Test Drive | Page 86

78 LISA CLAIRE WHITTEN Adopting this perspective then, post-positivist research can be depicted as ‘resistance’ which, in the post-positivist lexicon, is understood as a co-existent of power – “where there is power there is resistance” (Foucault 1978: 349). Power is always accompanied by the possibility of resistance. Therefore, post-positivist research is more than methodology: it is an act of resistance against dominant understandings of what is accepted as legitimate knowledge: “a kind of attempt to emancipate historical knowledges from... subjection, to render them, that is, capable of opposition and of struggle against the coercion of a theoretical, unitary, formal and scientific discourse” (Foucault 1976: 349). Post-positivism in practice prioritises the exposition or emancipation of otherwise repressed historical “knowledges” (Foucault 1976: 349). Such knowledge is proposed to be found in marginalized areas of society, overlooked in the hegemonic order of the day.3 The work of Kuhn is also of importance to building an understanding of postpositivism as a theoretical framework.

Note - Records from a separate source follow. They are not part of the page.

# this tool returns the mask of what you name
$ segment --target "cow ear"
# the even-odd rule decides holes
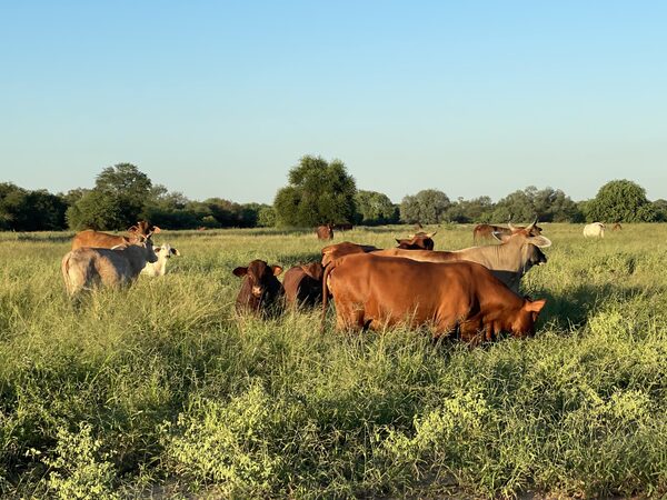
[[[238,276],[239,278],[241,278],[241,277],[248,274],[248,268],[236,268],[231,272],[233,272],[235,276]]]
[[[546,238],[544,236],[530,237],[530,238],[528,238],[528,242],[532,243],[539,248],[547,248],[547,247],[551,246],[551,240],[549,240],[548,238]]]
[[[538,300],[534,300],[534,301],[526,300],[524,308],[530,312],[539,312],[542,310],[542,308],[545,307],[546,303],[547,303],[546,299],[538,299]]]

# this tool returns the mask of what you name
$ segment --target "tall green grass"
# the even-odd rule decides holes
[[[238,318],[231,270],[316,260],[305,232],[165,232],[167,276],[78,307],[63,234],[0,234],[0,493],[667,494],[667,228],[545,226],[549,262],[524,281],[548,299],[537,336],[476,349],[337,333],[332,314],[321,333],[318,311]]]

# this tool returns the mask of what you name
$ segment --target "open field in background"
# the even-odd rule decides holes
[[[71,233],[0,234],[0,494],[76,498],[667,494],[667,224],[540,224],[537,336],[237,319],[237,266],[319,258],[310,232],[165,231],[182,253],[72,307]],[[471,246],[438,229],[437,250]],[[394,246],[405,227],[336,233]]]

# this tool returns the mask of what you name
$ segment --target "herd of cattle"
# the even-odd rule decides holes
[[[321,250],[321,261],[292,267],[282,282],[277,278],[280,266],[253,260],[232,271],[242,279],[236,309],[266,317],[285,308],[321,304],[323,314],[331,299],[338,329],[407,323],[426,326],[436,338],[455,333],[470,343],[494,340],[500,332],[522,338],[534,333],[546,302],[519,294],[521,277],[547,262],[540,249],[551,244],[536,222],[479,224],[474,242],[499,244],[456,251],[434,250],[436,233],[422,231],[397,239],[391,249],[349,241],[329,244]],[[596,222],[586,226],[584,236],[601,238],[604,230]],[[141,221],[128,236],[77,233],[61,263],[67,291],[77,296],[100,286],[130,284],[140,273],[163,276],[167,260],[180,253],[169,244],[153,247],[151,237],[158,232],[160,228]],[[316,232],[331,239],[334,227],[321,226]]]

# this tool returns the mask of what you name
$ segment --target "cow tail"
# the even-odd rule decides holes
[[[62,279],[64,280],[64,288],[66,288],[67,292],[71,294],[72,280],[70,279],[70,276],[69,276],[69,259],[70,259],[70,254],[68,253],[62,259],[62,262],[60,264],[60,270],[62,271]]]
[[[325,274],[322,278],[322,321],[320,326],[320,331],[325,332],[326,319],[327,319],[327,302],[329,300],[329,287],[327,287],[327,280],[329,279],[329,274],[335,268],[334,262],[329,262],[327,267],[325,267]]]

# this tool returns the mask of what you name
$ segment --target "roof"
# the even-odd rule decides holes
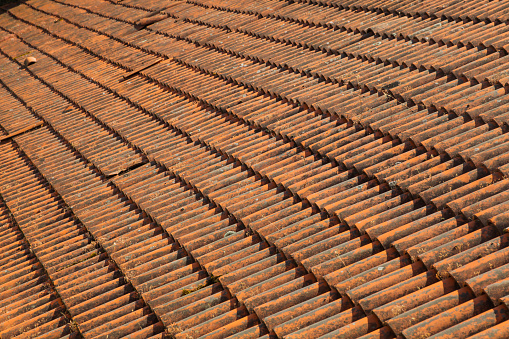
[[[5,5],[0,337],[509,338],[508,20]]]

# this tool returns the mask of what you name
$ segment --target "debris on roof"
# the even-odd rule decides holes
[[[508,20],[4,6],[0,337],[509,338]]]

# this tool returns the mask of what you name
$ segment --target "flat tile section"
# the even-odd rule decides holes
[[[509,337],[508,19],[4,6],[0,337]]]

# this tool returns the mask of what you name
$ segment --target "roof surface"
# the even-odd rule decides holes
[[[509,338],[508,22],[4,6],[0,337]]]

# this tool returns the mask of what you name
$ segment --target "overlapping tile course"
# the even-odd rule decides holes
[[[507,337],[506,6],[457,6],[11,6],[0,125],[45,125],[0,194],[63,314],[34,331]]]

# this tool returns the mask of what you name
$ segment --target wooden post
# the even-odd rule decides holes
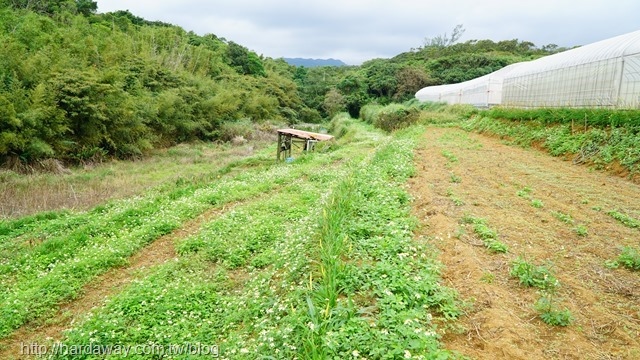
[[[276,156],[280,161],[280,152],[282,152],[282,134],[278,131],[278,155]]]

Kuhn’s proposition of the existence of historical paradigms directly critiques the positivist claim to scientific objectivity and universalism (Halperin and Heath 2012: 61). Kuhn highlighted the inevitability of “theory-laden” observations in scientific testing (Halperin and Heath 2012: 61). The social context of the researcher, Kuhn argued, is inescapable. By extension the subjectivity of an individual person is reflected in the macro practice of science. Aligning with Foucault’s understanding of the inevitability of power and presence of discipline in society, the collective that constitutes the scientific community are, for Kuhn, a historically contingent group, impossibly attached to their own context. Science is therefore an essentially social endeavour: “[s]cientific knowledge, like language, is intrinsically the common property of a group or else nothing at all” (Kuhn 1996: 210). In light of this, Kuhn envisioned the growth of knowledge to be governed by the aggregate of collective social action within the community of science – this he termed a paradigm. “A paradigm is what the members of a scientific community share, and, 3 Foucault (1980: 70-108) articulates his understanding of the dynamics of knowledge and power in his ‘Two Lectures’.